While tools like Pandoc excel at document conversion, all2md is designed specifically for Python developers, AI/LLM workflows, and programmatic document processing. Here's when to use all2md:

**Choose all2md when you need:**
- **Python-Native Integration** - First-class Python API designed for embedding in applications, not just CLI usage
- **AI Assistant Integration** - Built-in MCP server for direct Claude Desktop, ChatGPT, and other AI model integration
- **AST-Based Transforms** - Powerful document manipulation pipeline for cleaning, modifying, and analyzing content programmatically
- **Lightweight Dependencies** - Install only what you need;
- **Extensibility** - Simple plugin system using Python entry points to add custom formats and transforms
- **Modern Python** - Built for Python 3.10+ with type hints, dataclasses, and contemporary patterns

**Choose Pandoc when you need:**
- Maximum format support (100+ formats)
- Scholarly document features (citations, bibliographies)
- Standalone binary with no runtime dependencies
- Battle-tested stability (15+ years of development)

**Use both together:** all2md complements Pandoc in Python projects. Use all2md for LLM preprocessing, programmatic workflows, and AI integration, then hand off to Pandoc for specialized academic formats if needed.

## Key Features

-   **Comprehensive Format Support**: Convert between dozens of formats, including PDF, DOCX, PPTX, HTML, EML, EPUB, XLSX, IPYNB, RST, Org-Mode, ZIP archives, and over 200 source code languages.
-   **Bidirectional Conversion**: Not just to Markdown! Convert from Markdown to formats like DOCX, PDF, and HTML.
-   **Document Comparison**: Built-in `diff` command that works like Unix `diff` but for any document format. Compare PDFs, Word docs, or mixed formats with text-based, symmetric comparison.
-   **Custom Template Rendering**: Use Jinja2 templates to create any text-based output format (DocBook XML, YAML, ANSI terminal, custom markup) without writing Python code.
-   **MCP Server**: Built-in Model Context Protocol (MCP) server for direct AI assistant integration.

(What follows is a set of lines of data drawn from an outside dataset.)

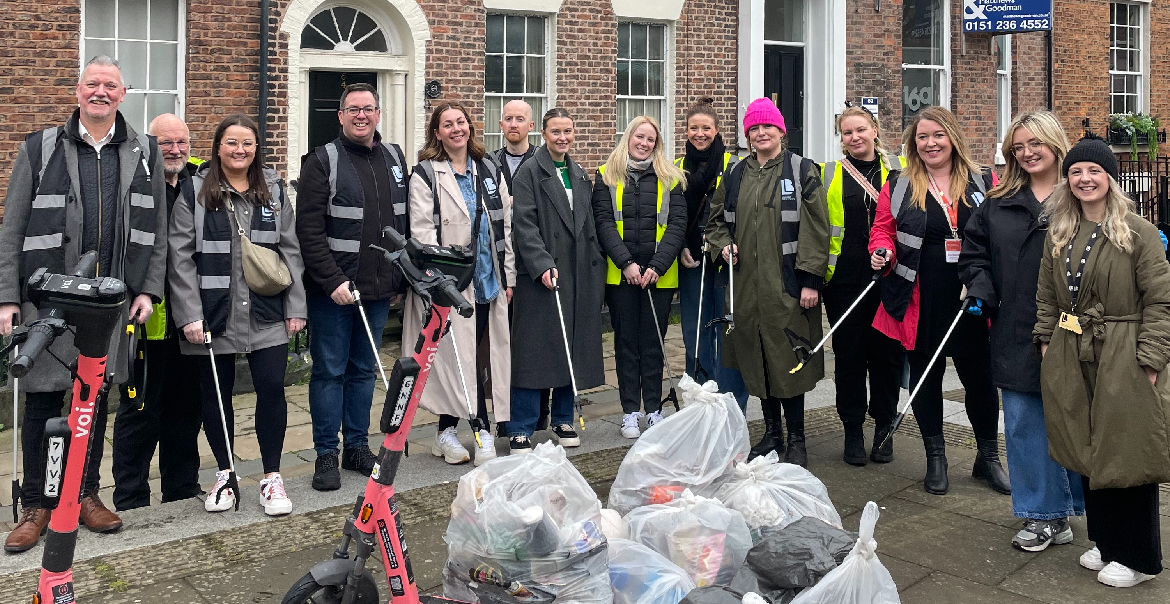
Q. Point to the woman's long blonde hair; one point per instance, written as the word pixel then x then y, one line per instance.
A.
pixel 1064 213
pixel 618 163
pixel 1046 128
pixel 962 165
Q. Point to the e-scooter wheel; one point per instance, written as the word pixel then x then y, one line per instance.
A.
pixel 309 591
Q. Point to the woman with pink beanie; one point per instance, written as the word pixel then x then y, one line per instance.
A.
pixel 770 222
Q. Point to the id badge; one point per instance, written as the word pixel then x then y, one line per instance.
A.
pixel 1069 322
pixel 954 246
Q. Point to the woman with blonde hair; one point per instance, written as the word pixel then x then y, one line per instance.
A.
pixel 1002 251
pixel 1103 330
pixel 921 217
pixel 770 224
pixel 641 217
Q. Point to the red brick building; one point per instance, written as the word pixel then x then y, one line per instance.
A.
pixel 603 60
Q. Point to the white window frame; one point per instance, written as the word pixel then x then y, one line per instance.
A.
pixel 181 53
pixel 1143 76
pixel 944 69
pixel 546 97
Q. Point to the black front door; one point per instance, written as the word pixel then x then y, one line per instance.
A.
pixel 324 93
pixel 784 84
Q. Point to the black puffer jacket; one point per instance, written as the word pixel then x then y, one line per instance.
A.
pixel 639 210
pixel 1000 260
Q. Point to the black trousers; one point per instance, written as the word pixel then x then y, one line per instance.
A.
pixel 39 409
pixel 1123 522
pixel 861 349
pixel 267 365
pixel 637 343
pixel 982 400
pixel 167 413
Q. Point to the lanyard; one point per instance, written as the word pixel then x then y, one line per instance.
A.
pixel 1074 281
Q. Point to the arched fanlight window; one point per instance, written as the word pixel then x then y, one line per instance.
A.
pixel 343 29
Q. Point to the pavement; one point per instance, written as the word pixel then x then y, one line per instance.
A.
pixel 954 548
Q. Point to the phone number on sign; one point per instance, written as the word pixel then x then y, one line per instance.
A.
pixel 1007 26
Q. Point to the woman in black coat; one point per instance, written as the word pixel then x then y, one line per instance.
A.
pixel 641 221
pixel 556 246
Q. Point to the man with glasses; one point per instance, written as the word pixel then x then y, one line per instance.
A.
pixel 350 190
pixel 91 184
pixel 166 407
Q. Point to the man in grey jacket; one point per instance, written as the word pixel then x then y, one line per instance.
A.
pixel 88 185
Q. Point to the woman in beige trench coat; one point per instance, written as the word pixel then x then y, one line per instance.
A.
pixel 453 171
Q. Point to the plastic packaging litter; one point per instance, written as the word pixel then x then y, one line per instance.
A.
pixel 860 578
pixel 640 575
pixel 702 536
pixel 695 448
pixel 793 557
pixel 771 494
pixel 527 528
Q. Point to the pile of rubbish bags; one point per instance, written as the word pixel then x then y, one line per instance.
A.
pixel 689 520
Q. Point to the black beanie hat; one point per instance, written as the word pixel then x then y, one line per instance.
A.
pixel 1092 149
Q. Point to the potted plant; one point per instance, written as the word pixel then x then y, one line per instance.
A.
pixel 1131 128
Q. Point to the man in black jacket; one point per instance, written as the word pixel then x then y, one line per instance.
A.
pixel 350 190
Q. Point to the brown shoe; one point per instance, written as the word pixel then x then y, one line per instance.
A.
pixel 96 516
pixel 28 532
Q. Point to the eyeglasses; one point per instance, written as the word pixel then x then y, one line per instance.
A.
pixel 353 111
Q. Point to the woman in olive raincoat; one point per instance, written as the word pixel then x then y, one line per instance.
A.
pixel 1103 328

Enable Claude, ChatGPT, and other AI models to read and convert documents directly.
-   **AST-Based Pipeline**: At its core, `all2md` uses an Abstract Syntax Tree (AST) to represent documents, enabling powerful and consistent manipulation across all formats.
-   **Advanced PDF Parsing**: Intelligent table detection, multi-column layout analysis, header/footer removal, OCR support for scanned documents, and robust text extraction powered by PyMuPDF.
-   **Extensible Plugin System**: Easily add support for new file formats (converters) or create custom document manipulations (transforms) using a simple entry-point system.
-   **Powerful CLI**: A full-featured command-line interface with multi-file processing, parallel execution, directory watching, stdin/stdout piping, and dynamic, format-specific options.
-   **Highly Configurable**: Fine-tune every aspect of the conversion process using clean, type-safe `dataclass` options for each format.
-   **Security-Conscious**: Built-in protections against Server-Side Request Forgery (SSRF) when fetching remote resources and security validation for archives like ZIP, DOCX, and EPUB.
-   **Smart Dependency Management**: Core library is dependency-free. Install support for formats only as you need them.
all2md is built around four core strengths that make it ideal for modern document processing workflows:

### 1. AST-Based Architecture

Unlike direct format-to-format converters, all2md uses an intermediate Abstract Syntax Tree:

- Consistent document representation across all formats
- Enables powerful transforms (remove images, offset headings, rewrite links, etc.)
- Makes bidirectional conversion possible and reliable
- Allows custom output formats via Jinja2 templates (DocBook XML, YAML, ANSI terminal, etc.)
- Facilitates complex document analysis and manipulation

### 2. Production-Ready Python API

Designed for embedding in applications, not just CLI usage:

- Clean, typed API with comprehensive options classes for every format
- Progress callbacks for long-running conversions
- Bidirectional conversion between any supported formats
- AST manipulation for advanced document processing
- Transform pipeline for systematic document modification
- Extensive documentation with examples for every format

### 3. Powerful CLI Features

Beyond basic conversion, the CLI includes advanced features for production workflows:

- **Watch Mode** - Automatically convert files as they change
- **Parallel Processing** - Multi-worker processing for large document sets
- **Static Site Generation** - Built-in SSG with 5 themes (dark, docs, minimal, newspaper, sidebar)
- **Quick Preview** - `all2md view` command for instant HTML preview
- **Config Management** - Generate, validate, and manage conversion configs
- **Format Discovery** - `all2md list-formats` shows all supported formats and dependencies
- **Agent-Friendly** - Clean, intuitive interface that AI agents can use directly without MCP integration

### 4. MCP Server for AI Integration

Built-in Model Context Protocol (MCP) server enables direct integration with AI assistants like Claude Desktop. No wrapper scripts or external tools needed.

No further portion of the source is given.